Tuesday, April 27, 2004

ongoing · Web Services Theory and Practice

ongoing · Web Services Theory and Practice Excerpt -- entire essay is definitely worth reading:
"Declarative Application Building This is the idea, most publicly on display in the various flavors of BPEL and WS-Choreography, that you don’t need to write a bunch of icky procedural code to deploy your sophisticated Web-Services application. You write a bunch of declarative statements, which is good, only they’re in XML, which is better. Once you’ve written them, your application builds itself!
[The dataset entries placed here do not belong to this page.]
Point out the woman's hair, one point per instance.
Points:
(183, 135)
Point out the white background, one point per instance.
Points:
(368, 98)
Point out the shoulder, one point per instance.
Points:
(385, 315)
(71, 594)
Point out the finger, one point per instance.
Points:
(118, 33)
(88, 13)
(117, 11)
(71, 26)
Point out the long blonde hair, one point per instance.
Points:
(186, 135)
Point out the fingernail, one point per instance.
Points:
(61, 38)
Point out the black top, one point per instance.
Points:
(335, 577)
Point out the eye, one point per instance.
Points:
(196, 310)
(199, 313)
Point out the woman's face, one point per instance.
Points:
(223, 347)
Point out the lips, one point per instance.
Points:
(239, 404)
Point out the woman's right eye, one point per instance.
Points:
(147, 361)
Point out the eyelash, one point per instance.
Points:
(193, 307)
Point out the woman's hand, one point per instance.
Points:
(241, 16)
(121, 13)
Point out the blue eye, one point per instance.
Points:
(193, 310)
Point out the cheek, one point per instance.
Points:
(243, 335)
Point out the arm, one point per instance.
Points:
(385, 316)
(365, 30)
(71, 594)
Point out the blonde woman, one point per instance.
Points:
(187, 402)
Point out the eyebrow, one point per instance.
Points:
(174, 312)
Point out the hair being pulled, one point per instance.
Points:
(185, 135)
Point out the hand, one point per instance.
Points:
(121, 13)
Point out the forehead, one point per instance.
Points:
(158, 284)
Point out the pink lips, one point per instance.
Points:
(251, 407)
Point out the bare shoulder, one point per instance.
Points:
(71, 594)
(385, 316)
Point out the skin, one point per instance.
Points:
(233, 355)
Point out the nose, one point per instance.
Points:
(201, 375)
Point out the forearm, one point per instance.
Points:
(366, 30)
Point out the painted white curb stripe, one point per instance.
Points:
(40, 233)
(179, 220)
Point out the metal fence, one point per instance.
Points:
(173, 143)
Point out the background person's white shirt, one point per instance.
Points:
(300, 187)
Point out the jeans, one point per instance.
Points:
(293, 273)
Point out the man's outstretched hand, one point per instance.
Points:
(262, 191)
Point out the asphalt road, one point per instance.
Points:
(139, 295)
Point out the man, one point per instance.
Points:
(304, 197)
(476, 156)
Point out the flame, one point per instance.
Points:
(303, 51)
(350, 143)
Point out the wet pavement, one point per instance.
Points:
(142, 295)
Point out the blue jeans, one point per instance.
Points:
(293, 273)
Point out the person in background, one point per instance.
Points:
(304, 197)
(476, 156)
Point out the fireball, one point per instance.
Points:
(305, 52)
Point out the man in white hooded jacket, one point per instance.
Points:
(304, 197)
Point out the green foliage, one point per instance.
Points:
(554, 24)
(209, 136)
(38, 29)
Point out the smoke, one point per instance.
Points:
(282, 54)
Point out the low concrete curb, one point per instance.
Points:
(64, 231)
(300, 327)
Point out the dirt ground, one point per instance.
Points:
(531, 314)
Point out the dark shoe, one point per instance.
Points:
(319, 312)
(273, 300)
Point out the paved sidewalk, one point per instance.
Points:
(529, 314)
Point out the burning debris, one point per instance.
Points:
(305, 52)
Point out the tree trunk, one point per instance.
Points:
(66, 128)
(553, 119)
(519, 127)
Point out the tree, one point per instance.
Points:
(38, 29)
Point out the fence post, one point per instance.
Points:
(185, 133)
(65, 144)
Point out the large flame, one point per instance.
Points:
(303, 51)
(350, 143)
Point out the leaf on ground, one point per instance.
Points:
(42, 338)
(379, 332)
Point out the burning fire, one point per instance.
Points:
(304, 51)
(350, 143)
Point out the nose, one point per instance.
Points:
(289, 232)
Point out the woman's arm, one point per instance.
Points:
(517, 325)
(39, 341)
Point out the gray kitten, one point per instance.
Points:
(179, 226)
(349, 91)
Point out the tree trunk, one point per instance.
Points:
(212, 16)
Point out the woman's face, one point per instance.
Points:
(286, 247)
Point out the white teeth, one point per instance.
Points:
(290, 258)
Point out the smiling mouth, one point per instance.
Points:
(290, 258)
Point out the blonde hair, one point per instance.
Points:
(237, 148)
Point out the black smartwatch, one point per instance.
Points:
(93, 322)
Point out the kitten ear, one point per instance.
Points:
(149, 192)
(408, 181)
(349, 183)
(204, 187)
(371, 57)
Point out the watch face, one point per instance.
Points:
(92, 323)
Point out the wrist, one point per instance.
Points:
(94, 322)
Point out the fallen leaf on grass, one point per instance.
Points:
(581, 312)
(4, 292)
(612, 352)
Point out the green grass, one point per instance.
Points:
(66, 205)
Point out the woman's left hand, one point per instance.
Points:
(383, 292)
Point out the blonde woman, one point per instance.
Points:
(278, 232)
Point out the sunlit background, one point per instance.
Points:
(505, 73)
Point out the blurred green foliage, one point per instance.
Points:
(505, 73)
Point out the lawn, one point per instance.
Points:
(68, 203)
Sounds great, right? Except for I’ve seen this movie before; twice, in fact. The first time was during the Eighties with the advent of the 4GL’s (“Fourth-Generation Languages”), whose value proposition read more or less exactly the same: build your application declaratively and let us take care of the details. Then again in the Nineties, there was a (now mostly forgotten) class of application called “Workflow”; the idea was you diagrammed out your business processes as a sequence of events. You could put in conditional branches and loopback conditions, and there were these way-cool graphic front-ends so you could actually see the processes right there on the screen. Then the workflow applications would route your work among the fallible human cogs who actually did it, only there wouldn’t be expensive mistakes any more.
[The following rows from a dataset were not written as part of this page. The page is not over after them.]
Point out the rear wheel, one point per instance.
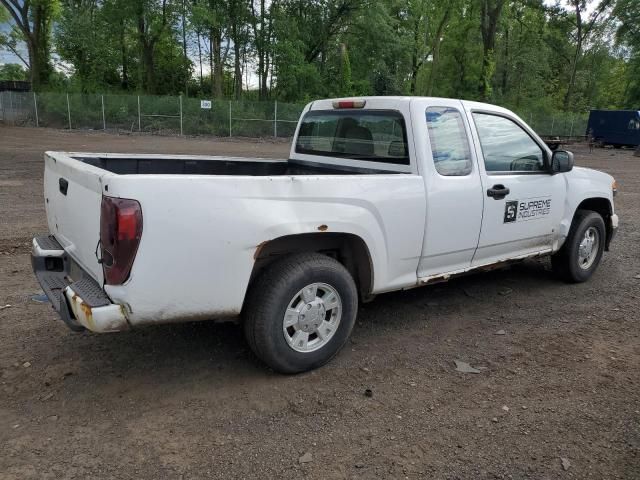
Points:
(581, 253)
(300, 312)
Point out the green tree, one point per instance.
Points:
(13, 71)
(33, 20)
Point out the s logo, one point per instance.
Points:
(510, 211)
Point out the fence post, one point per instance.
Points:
(35, 107)
(104, 119)
(275, 119)
(69, 111)
(180, 114)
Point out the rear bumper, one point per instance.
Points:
(80, 301)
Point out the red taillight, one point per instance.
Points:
(120, 233)
(349, 104)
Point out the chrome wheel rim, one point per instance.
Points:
(312, 317)
(588, 249)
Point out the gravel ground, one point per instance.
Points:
(558, 395)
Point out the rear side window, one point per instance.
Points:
(506, 146)
(372, 135)
(449, 142)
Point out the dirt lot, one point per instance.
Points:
(190, 401)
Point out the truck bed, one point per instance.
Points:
(128, 164)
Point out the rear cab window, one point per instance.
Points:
(377, 136)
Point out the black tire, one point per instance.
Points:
(269, 297)
(565, 262)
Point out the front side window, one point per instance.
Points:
(449, 143)
(372, 135)
(506, 147)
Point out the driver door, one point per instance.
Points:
(523, 203)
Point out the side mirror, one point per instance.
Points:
(561, 162)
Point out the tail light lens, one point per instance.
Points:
(120, 233)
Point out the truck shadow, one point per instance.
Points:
(184, 353)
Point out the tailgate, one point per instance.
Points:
(73, 193)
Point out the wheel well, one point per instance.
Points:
(601, 206)
(350, 250)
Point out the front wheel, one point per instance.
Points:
(581, 253)
(300, 312)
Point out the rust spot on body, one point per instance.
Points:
(259, 248)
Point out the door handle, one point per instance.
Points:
(63, 185)
(498, 192)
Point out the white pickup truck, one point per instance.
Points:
(378, 194)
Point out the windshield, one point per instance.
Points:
(373, 135)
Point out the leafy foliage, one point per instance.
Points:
(524, 54)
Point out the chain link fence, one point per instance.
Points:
(167, 115)
(161, 115)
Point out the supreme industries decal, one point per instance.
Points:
(527, 209)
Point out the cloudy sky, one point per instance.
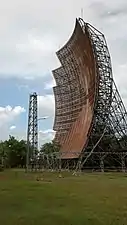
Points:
(30, 34)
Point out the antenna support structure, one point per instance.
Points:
(32, 133)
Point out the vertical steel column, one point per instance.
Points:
(32, 132)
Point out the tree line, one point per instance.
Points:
(13, 152)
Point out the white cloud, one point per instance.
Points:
(13, 127)
(31, 31)
(49, 85)
(8, 114)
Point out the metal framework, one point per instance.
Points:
(32, 133)
(90, 116)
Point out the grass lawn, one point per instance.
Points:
(88, 199)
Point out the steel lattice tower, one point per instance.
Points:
(32, 132)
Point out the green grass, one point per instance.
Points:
(89, 199)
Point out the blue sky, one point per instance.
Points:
(30, 34)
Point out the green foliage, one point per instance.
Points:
(88, 199)
(13, 153)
There were some problems, though. It turned out with 4GL’s, you could build 90% of your application in no time at all, but there always seemed to be one or two little pieces that were necessary but required some tricky procedural code and took endless effort to get done, and sometimes you couldn’t.
And as regards the workflow products, I never once heard of a single successful deployment of a complex automated-workflow scenario on any scale. It works OK for simple workflows, like at an HMO: so many thousand transactions come in the door every day, most get approved and paid, a smaller proportion get kicked up to second level, then human judgment takes over. But complex workflows resist automation, mightily.
Once again, I’m not saying it can’t be done, or that it’s not a good idea. I’m just saying that it’s not a safe bet today for the prudent businessperson."